Initially responsible for the UI design of Entrusted to full UI design vision holder of the entire companion team.
Lead: Kevin McGinnis & Garrett Morlan


My first role for the team at first was to create a visual language for the team and make sure that the UI design was "Destiny" but for mobile. This presented a number of challenges. 

  1. The Destiny UI was very clean and text based which meant a lot of care and forethought on spacing and localization needed to go into it. 
  2. The app had wildly different sections (something it still struggles with today) and that in itself presents a consistency issue. 


Consistency throughout the entire app proved to be the most difficult. The app was coming online with the bulk of its game-facing features late, much like Destiny itself. Bounties, the Grimoire, and Advisors had not actually been hooked up, but where being built into the app as if they were. 

Companion 1.0 iOS

Companion 1.0 Android


Early designs for the mobile app always had a problem with consistency, but not just from a UI perspective. The features were just different. A feed in one section was totally unique and had different goals and utility than a feed in another. This presented all sorts of challenges. 

Working with the UI artists on the game, I found a fundamental baseline for all sections in the app. Using iconography, clear typography, and contextual game terms, I was able to leverage a lot of what the game was already telling users and continue that UI and UX consistency. 


This meant a lot less 'custom' work and more clean, reusable UI. I created detailed red-line documents the ensure that each pixel was accounted for.

This was only as useful as the engineers wanted it to be, however. We were still in growing pains of how to develop and deliver a AAA game's companion app.


Certain sections of the app, however, suffered from being directly 'ripped' from the game. They were great UI and UX for a console game, but were not built for mobile. 

iOS Tower / Vendor Screens - Nearly 1 to 1 with the game in design and functionality... minus walking around of course. 

This consistency with the game, however, came at a great cost to standard UX principles of mobile and web.

UI to UX


The UX/UI of the game does not always translate to UX/UI of an app.

The game is on console, controlled by a free-cursor and controller, and the app and website are used by thumbs and mice. Almost three completely different worlds were accessing one UX through one UI... and the problems only became worse as we added features to the app.

Android Gear / Gear Scrolled / Gear Details


As the app grew, there also grew a need for me to grow into a hybrid role of UX/UI designer.
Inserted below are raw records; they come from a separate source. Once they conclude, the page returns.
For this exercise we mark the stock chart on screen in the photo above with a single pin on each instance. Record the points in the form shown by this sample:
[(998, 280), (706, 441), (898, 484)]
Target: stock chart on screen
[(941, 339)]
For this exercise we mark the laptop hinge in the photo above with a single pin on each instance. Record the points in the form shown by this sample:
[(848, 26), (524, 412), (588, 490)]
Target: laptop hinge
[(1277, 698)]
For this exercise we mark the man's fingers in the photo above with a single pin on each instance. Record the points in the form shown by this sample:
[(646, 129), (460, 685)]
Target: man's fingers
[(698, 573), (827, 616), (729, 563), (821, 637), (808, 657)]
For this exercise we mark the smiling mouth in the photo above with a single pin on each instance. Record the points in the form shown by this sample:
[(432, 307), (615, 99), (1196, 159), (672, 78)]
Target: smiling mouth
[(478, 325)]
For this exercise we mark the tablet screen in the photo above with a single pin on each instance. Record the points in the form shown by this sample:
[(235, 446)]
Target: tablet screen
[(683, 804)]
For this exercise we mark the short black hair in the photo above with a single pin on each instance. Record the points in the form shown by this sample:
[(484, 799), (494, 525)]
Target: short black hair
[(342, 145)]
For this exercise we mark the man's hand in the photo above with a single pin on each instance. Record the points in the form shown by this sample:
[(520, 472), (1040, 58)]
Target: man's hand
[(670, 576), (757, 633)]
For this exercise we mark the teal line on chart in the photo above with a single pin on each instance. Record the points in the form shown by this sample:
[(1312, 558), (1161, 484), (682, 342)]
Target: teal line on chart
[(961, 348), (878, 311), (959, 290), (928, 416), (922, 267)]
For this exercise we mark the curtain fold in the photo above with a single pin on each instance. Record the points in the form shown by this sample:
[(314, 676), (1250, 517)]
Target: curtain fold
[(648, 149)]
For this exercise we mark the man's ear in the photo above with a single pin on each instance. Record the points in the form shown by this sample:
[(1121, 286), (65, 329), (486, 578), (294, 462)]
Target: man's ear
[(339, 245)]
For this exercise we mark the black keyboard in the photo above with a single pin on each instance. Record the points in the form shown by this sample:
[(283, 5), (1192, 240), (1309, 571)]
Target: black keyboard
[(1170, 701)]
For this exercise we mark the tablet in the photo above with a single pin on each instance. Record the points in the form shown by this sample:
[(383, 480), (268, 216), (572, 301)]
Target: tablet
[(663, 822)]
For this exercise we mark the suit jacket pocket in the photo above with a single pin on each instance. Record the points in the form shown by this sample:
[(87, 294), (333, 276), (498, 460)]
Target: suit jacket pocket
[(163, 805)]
Most companies balk at the idea of having a split role, but by modestly taking on small UX problems, such as interacting of a single feature and worked from "problem to polish".



Moving and equipping gear.  

First implementation steps:

  1. Navigate to Gear
  2. Select "Item Bucket Type" (Essentially the slot of the weapon that would push in a view that had the rest of the items you had of that type)
  3. Select an alternate item (push to item details).
  4. Select 'Manage' from the bottom of the screen and tap action.


Updated Experience:

  1. Select item from item list
  2. Pop up overlay that displays actions
    • View

    • Equip

    • Transfer

    • Lock

  3. Perform Action

This may seem like an obvious interaction, but hindsight is 20/20. Initially we thought gear inspection would be the determining factor in managing different items. The users would go into the item's detail to figure out if they needed that item or not.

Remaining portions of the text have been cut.